Similarly, a student’s clinical rotations mirror the structure of the hospitals in which they work. Medical schools thus enjoy a dependent relationship with teaching hospitals. Any fundamental change in a hospital would necessitate a change in the medical school experience. Similarly, any change in a medical school that would disrupt the operations of a teaching hospital renders it a non-starter.
Exchanging this modular structure for one that is interdisciplinary, interdependent, and more holistic of the full set of drivers of health is no simple matter given the dependence on the hospital setting that has been built around curing illness, not cultivating wellness.
The interdependent path forward
Our medical education model is deeply interconnected with our established health care (sick care) business model. This creates a chicken and egg problem. Do we change the health care business model or the medical education model first? Alternatively, do we try to change them both at the same time?
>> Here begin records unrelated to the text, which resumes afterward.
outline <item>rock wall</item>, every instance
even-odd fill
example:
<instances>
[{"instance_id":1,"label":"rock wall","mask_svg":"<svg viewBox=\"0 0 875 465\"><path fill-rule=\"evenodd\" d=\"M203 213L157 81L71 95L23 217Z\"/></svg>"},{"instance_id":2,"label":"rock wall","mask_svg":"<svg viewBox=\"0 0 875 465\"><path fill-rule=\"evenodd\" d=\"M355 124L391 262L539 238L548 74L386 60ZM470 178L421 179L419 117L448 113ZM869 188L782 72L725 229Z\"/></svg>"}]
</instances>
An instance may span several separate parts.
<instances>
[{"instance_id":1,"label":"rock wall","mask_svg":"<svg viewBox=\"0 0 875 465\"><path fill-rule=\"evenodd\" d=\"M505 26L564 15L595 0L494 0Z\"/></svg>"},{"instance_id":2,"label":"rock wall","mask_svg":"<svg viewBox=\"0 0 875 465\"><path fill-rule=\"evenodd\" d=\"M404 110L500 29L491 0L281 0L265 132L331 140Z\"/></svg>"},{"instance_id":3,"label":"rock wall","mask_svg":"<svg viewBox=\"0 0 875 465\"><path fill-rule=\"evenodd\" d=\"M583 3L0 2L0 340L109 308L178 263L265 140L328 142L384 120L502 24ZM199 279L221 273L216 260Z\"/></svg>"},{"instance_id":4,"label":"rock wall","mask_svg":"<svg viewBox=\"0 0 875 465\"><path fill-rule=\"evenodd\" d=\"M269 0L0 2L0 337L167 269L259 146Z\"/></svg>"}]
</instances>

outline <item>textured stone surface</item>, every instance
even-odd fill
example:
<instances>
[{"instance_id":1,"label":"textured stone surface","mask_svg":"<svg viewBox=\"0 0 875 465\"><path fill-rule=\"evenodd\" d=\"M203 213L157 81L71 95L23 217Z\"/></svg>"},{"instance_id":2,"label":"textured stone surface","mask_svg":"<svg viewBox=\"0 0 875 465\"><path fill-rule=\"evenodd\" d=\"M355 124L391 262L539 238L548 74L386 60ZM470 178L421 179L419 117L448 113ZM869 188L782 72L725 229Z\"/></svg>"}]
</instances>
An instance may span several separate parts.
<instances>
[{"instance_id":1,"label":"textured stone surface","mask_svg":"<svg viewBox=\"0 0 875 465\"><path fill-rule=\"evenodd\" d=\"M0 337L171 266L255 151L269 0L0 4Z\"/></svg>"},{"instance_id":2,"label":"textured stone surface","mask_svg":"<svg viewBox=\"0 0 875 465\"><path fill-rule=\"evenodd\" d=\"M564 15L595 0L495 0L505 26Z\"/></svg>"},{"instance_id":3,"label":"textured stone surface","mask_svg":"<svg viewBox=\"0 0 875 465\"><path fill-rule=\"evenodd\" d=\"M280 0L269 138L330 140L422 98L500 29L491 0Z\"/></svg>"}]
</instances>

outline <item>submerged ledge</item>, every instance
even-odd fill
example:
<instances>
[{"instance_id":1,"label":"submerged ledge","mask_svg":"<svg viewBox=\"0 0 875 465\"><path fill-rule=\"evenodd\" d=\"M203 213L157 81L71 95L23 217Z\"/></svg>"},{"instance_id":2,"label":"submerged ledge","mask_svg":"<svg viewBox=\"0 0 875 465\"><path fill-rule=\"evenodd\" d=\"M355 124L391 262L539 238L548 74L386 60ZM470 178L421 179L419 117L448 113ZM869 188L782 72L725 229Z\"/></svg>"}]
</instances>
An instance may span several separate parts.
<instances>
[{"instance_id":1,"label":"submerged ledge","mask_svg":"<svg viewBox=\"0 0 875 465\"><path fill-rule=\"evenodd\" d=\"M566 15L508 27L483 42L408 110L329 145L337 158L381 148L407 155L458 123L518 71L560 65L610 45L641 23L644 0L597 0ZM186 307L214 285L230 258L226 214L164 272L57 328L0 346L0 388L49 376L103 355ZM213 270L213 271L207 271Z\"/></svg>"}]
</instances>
Our prevailing, ingrained health care business models are designed around fee-for-service payments. Providers and provider organizations are paid based on the number of services – visits, surgeries, and so forth – that they deliver. As a result of this revenue driver, the business models of health care systems, hospitals, and provider clinics are organized to maximize this type of revenue. The value propositions, resources, processes, and even priorities and measures of success of the provider’s business model are tailored to fuel the fee-for-service engine. As our national health care system slowly shifts to an outcomes-based payment model – one in which providers are paid for the health they create, not just the sick care they deliver – the health care business model, including its value propositions, resources, processes, and priorities, must be redesigned. Our medical education models will require redesign as well, given the interdependency between the two entities.
How might we create this new future? The easiest path forward would be for an existing, accredited university to create a new medical school – or, better yet, it could be called a “health school.” This could be a similar process to what UT-Austin did with the Dell Medical School just a few years ago. While still a lengthy process, starting a medical school from an already accredited institution speeds up the timeline between first thought and opening. In this net-new health school, faculty would be built around what practice looks like in the health and wellness world versus how it is organized today around the sick care system. The school would be built around the resources, processes, and priorities of health instead of those of a hospital. Additionally, student practicums would take place in the context of wellness institutions as opposed to the rotation-based hospital practicums we have today.
Taking a new approach to medical training and paying providers for the health they enable will improve the ecosystem for us all. Individuals will live enhanced lives, our experience of health and care will be improved, and care providers may enjoy both their training and their jobs quite a bit more.
After all, most went to school to help people improve their lives, not just to fix them once they were broken. Treating humans – and medical education – as interdependent will allow us to begin to explore that path forward.